Amendment 484 does not specify what proportion of a landholding would have to be vacant for the council to be able to levy the higher rate on it. Therefore, the amendment creates a risk of avoidance, as it incentivises the owners of a vacant or part-vacant property to artificially occupy the property or, potentially, to stretch their occupation of a part-occupied property—for example, by using it for storage—when they would not otherwise do so, in order to avoid paying higher rates.

Net Zero, Energy and Transport Committee [Draft]

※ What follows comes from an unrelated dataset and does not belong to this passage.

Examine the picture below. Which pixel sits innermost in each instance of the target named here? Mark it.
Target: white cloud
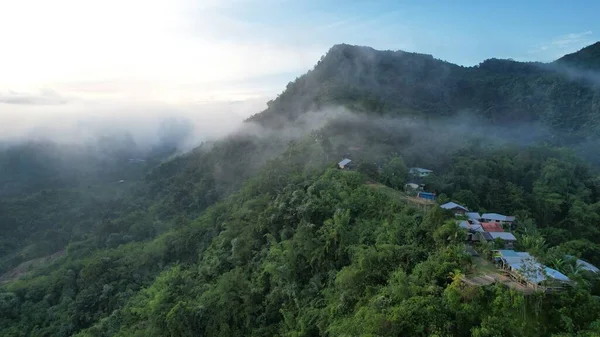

Land Reform (Scotland) Bill: Stage 2

Meeting date: 17 June 2025

Mairi Gougeon

I will address the amendments that have been lodged in relation to the register of controlled interests. The regulations are quite complex, so if we were to change them that would need to be thought through in detail. We would need to have a wider discussion with relevant stakeholders about any changes, otherwise we would risk there being unintended consequences.

It is also important to point out that most issues relating to RCI can be dealt with through the regulations as they stand, rather than there being a need to address them through primary legislation. For example, we can properly address issues relating to penalties through regulations that are subject to the affirmative procedure.

Mark Ruskell also seeks to remove the option of applying criminal penalties for breaches of the RCI requirements. I have some concern about that. I would like to think that the risk of getting a criminal record would be a significant deterrent for those with responsibilities under the register, particularly because having such a record would bar individuals from holding certain directorships and other roles that might be of interest to certain landowners. The police have a key role in that, because their powers allow them to obtain information that is important in determining whether the requirements on compliance have been breached.

Mercedes Villalba spoke to Rhoda Grant’s amendments on security declarations. I was interested to hear more about the rationale behind those. It is important to note that, so far, there is only one security declaration in place out of about 17,000 published entries on the register. I do not believe, therefore, that there is a particular problem with security declarations. If there is, I will be more than happy to have that conversation. However, until we are sure that there is a problem that should be addressed, I do not agree that it would be appropriate to give more duties to Registers of Scotland and Police Scotland in the way that the amendments suggest.

I am more than happy to have further discussions with Mark Ruskell and Rhoda Grant to understand more about the rationale behind their amendments, but in the meantime I encourage the committee not to support them.

On amendment 470, I support the overall outcome of what Ariane Burgess is aiming to achieve, which is the delivery of a comprehensive single source for a range of land and property data. However, I have real concerns about the amendment, first and foremost because it would have significant cost implications. It could cost many millions of pounds to develop and maintain a new register, as well as to gather nationwide data of the sort to which the amendment refers. In addition, ScotLIS, which we have discussed a lot today and which is maintained by Registers of Scotland, already hosts an extensive range of information in an accessible map-based format. Registers of Scotland aims to continue to improve that service.

I am not clear whether amendment 475, in the name of Monica Lennon, relates to ScotLIS. I presume that it does, but the way in which the amendment is drafted means that it could be read as though it proposes a new land information service. I do not think that that is necessarily the member’s intention.